Masai Mara Milli Rezervi
Eminim herkesin bir safari yapma hayali vardır. Bazen de o kadar uzaktır ki hayal bile kurdurmaz. Ben o hayali gerçekleştirmeye kalktım Kenya'ya geldim. Hatta diğerleri gibi sırf bunu yapmaya da gelmedim. Fakat safariden sonra kendimi başka bir dünyada buldum. Karen Blixen’in dediği gibi ‘Safari hakkında bir şey var ki, sizi tüm dertlerinizden uzaklaştırıp, yarım şişe şampanya ile sarhoş olmuş hissi veriyor. Tüm kalbinizle hissedeceğiniz bir şükür ile hayatta olduğunuzu hatırlatıyor.’
Masai Mara, Swahili dilinde ‘benekli bölge’ anlamına geliyor.

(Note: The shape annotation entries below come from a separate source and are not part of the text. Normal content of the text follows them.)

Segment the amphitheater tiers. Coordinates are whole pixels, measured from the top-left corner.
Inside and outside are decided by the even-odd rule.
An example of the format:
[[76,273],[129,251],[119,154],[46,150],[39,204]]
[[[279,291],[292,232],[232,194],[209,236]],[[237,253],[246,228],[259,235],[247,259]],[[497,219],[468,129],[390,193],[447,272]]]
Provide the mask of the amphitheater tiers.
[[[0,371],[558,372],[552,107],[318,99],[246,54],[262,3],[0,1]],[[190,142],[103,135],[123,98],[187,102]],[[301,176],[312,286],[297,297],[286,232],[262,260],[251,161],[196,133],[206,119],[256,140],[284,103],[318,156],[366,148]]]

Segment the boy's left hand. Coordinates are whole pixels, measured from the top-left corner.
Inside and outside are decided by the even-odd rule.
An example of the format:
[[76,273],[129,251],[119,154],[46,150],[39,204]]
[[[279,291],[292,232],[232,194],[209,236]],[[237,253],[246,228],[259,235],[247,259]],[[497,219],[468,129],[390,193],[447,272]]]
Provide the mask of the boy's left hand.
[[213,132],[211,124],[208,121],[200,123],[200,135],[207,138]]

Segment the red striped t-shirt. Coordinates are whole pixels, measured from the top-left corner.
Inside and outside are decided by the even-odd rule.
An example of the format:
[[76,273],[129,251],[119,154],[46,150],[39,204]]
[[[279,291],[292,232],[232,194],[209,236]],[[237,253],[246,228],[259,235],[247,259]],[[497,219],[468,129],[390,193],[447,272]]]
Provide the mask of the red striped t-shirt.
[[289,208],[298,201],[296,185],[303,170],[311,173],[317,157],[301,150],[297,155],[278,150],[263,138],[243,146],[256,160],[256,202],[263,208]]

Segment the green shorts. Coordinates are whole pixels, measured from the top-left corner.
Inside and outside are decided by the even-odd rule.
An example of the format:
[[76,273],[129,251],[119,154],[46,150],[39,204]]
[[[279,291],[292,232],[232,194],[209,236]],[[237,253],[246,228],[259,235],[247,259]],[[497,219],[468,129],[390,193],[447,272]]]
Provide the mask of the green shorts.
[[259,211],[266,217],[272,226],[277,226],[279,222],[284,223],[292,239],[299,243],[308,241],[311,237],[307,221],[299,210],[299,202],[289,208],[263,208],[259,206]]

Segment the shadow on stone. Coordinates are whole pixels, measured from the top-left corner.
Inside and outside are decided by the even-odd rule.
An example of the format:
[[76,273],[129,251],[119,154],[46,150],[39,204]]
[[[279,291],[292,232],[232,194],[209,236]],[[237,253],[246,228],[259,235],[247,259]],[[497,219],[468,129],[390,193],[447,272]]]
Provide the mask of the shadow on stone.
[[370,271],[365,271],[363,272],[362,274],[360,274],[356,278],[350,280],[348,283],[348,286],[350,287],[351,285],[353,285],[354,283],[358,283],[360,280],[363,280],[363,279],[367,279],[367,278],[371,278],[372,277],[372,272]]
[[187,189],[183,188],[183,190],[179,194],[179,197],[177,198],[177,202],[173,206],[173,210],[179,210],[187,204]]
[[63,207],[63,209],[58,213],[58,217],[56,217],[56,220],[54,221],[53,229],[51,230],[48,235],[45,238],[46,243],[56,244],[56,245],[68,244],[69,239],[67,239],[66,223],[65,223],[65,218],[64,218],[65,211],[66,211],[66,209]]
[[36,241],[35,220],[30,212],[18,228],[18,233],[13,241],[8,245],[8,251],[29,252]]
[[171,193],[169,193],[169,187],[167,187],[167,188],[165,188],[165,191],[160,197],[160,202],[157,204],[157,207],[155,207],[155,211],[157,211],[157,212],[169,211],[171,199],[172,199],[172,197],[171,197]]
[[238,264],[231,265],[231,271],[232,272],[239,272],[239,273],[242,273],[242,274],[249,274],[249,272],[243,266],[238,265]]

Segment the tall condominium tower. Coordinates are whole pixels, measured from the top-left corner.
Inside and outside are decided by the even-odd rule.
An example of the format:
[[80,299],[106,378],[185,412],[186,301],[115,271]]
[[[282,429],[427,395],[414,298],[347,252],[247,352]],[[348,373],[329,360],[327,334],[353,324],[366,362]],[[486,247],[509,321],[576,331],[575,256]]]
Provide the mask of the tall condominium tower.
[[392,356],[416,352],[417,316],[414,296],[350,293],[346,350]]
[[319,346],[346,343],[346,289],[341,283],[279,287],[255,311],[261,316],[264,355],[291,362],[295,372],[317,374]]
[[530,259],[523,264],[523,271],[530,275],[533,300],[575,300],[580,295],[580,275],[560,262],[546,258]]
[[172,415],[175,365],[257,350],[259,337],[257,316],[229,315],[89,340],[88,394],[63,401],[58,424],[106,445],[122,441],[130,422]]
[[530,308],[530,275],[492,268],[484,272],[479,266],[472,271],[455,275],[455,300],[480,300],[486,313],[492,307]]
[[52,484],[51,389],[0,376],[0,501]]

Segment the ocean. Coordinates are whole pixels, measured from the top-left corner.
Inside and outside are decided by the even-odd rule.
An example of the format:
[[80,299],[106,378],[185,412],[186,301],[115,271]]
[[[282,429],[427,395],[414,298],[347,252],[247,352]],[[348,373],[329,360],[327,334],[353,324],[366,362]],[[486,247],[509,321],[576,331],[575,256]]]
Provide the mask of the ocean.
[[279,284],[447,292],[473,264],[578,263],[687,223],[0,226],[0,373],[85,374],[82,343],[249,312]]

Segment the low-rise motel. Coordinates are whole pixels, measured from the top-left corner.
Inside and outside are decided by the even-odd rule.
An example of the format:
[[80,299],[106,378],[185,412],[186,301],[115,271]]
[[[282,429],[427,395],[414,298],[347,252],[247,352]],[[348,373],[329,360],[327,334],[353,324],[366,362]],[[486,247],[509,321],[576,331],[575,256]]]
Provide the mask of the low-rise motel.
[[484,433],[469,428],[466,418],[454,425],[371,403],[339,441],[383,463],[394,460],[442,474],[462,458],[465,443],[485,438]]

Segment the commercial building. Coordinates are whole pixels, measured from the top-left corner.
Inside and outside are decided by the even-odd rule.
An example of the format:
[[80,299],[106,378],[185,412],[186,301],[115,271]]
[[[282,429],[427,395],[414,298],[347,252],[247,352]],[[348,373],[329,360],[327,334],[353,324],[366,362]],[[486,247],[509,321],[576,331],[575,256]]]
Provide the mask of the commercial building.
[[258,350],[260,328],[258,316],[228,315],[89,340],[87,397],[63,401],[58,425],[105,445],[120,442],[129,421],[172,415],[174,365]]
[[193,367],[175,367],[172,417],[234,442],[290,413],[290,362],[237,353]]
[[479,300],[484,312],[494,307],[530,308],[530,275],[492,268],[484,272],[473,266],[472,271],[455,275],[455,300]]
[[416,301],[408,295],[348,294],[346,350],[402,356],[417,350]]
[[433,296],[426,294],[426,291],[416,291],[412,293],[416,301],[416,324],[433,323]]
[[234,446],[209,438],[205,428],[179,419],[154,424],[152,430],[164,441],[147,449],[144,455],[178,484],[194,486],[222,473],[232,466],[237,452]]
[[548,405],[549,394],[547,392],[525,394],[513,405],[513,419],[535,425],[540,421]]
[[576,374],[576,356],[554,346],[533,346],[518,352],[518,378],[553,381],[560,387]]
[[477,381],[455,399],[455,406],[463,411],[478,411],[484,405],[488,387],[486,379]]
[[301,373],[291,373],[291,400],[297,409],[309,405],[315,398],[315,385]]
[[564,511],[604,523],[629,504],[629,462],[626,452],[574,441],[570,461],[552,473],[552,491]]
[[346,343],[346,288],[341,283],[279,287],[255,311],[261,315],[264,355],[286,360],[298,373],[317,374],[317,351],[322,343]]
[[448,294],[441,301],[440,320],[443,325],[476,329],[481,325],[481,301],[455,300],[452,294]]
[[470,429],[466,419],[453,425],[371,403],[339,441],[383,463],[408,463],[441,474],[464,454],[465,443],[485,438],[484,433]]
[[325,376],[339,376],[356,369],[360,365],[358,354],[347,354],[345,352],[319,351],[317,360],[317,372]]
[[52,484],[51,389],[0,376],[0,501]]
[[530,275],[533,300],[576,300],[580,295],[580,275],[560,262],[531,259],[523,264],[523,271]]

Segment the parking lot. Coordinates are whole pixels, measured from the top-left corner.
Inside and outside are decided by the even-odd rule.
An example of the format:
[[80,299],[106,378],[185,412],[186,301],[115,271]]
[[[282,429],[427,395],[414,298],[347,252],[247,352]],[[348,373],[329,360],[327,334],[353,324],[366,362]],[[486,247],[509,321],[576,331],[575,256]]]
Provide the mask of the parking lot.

Tam kelime ile harika bir yer. 1,500 kilometrekare olan bu reserv, o kadar uçsuz bucaksız ki, 15,000 kilometrekare olan Serengeti’yi düşünemiyorum bile.
Ben toplamda 3 gün geçirdiğim Masai Mara'da safariye 360$ ödüyorum. Turu, evinde kaldığım Kenyalı ev sahibim aracılığı ile, ‘Terminal Tours’ isimli şirketinden alıyorum.
Masai MaraKonaklama
Ben, Masai Mara kabilesine 10 dakika yürüyüş mesafesinde Lenchada isimli kamp alanında çadırda kalıyorum. Çadır dediğime bakmayın, bunlar büyük askeri çadırlar ve arkalarında beton tuvalet kısmına bağlanmış. Kamp alanında jeneratör var ve bu jeneratör saat akşam 18:00-22:30 sabah 5:00-7:00 arası çalışıyor. Zaten sabah kalkış ve akşam yatış saatleri hep bu saatler olduğu için hiç sorun yaşamıyorum.
Günlük Plan
Safari dediğiniz şey, turistlerin bir araca doluşup, şoförlerin telsizlerinden aldıkları duyumlara göre hayvan gözlemine çıktıkları etkinlik bir nevi. Orada olduğum sadece üç günde aslanların özel hayatından, çitanın zebrayı yiyişine, geyiğin işemesine kadar bir çok şeye tanık oluyorum.:) Hatta özel hayatlarına o kadar dalıyoruz ki onlar adına gerçekten üzülüyorum.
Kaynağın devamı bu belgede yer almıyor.